We need to split streamid into recognized and streamid
arma at mit.edu
Fri Dec 19 00:18:28 UTC 2003
On Thu, Dec 18, 2003 at 12:46:30PM -0500, Paul Syverson wrote:
> The sha1 hash is per stream not per circuit yes? And if the node has already
> taken down that stream, which is why it doesn't recognize the stream ID,
> then the integrity checking on it doesn't matter.
The sha1 hash is per circuit. Specifically, one hash for each direction
for each hop of each circuit. That way we can ensure integrity on control
relay cells such as circuit-level sendmes. And that way we don't need
the overhead of a new key exchange for each stream (currently no crypto
handshake is needed for streams).
> Are you concerned about the node passing on a cell it should have
> removed, thus wrecking the circuit from then on in that direction?

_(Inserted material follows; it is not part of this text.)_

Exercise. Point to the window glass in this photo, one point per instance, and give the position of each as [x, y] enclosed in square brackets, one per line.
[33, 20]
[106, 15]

That is an issue yes. It's probably also an anonymity issue we don't
fully understand -- e.g., if there aren't open streams beyond your hop
in the circuit, and a series of relay cells are sent past you that don't
get responses, then you can guess that a stream just closed earlier in
In general, being able to know that a relay cell was destined for your
hop in the circuit seems like a really important feature. I was surprised
to realize that our current design isn't very good at it.
> > The semantics of the begin relay cell can change now too, since we can
> > simply start using the new streamid directly.
> What new streamid?
The new streamid for the new stream which is opened because of the begin
> If I understand you in general, your proposal would stop
> `accidentally' forwarding a cell from wrecking the circuit (by getting
> the stream ciphers out of synch). I like the modularity as long as the
> overhead isn't too high. The scenario is then something like: node
> gets a cell that is for him but that he doesn't have a known streamid
> for. With the separation, node doesn't forward the cell but instead
> kills the circuit (because something is wrong with it) as opposed to
> wrecking it in one direction.
Actually, we don't kill the circuit. There are some edge cases which will
deliver relay cells after the stream has died. Some examples are relay
end cells (we don't have all the edge cases fixed there, so sometimes
both sides end the stream near enough in time that they've forgotten about
the stream by the time the other relay end arrives) or relay sendme cells
(which might get sent back before the relay end is processed). I'd like
to reduce the number of edge cases that cause this to happen, but I'm
not optimistic that we can remove all of them. So I think we'll need to
accept (and drop) unknown relay cells for now.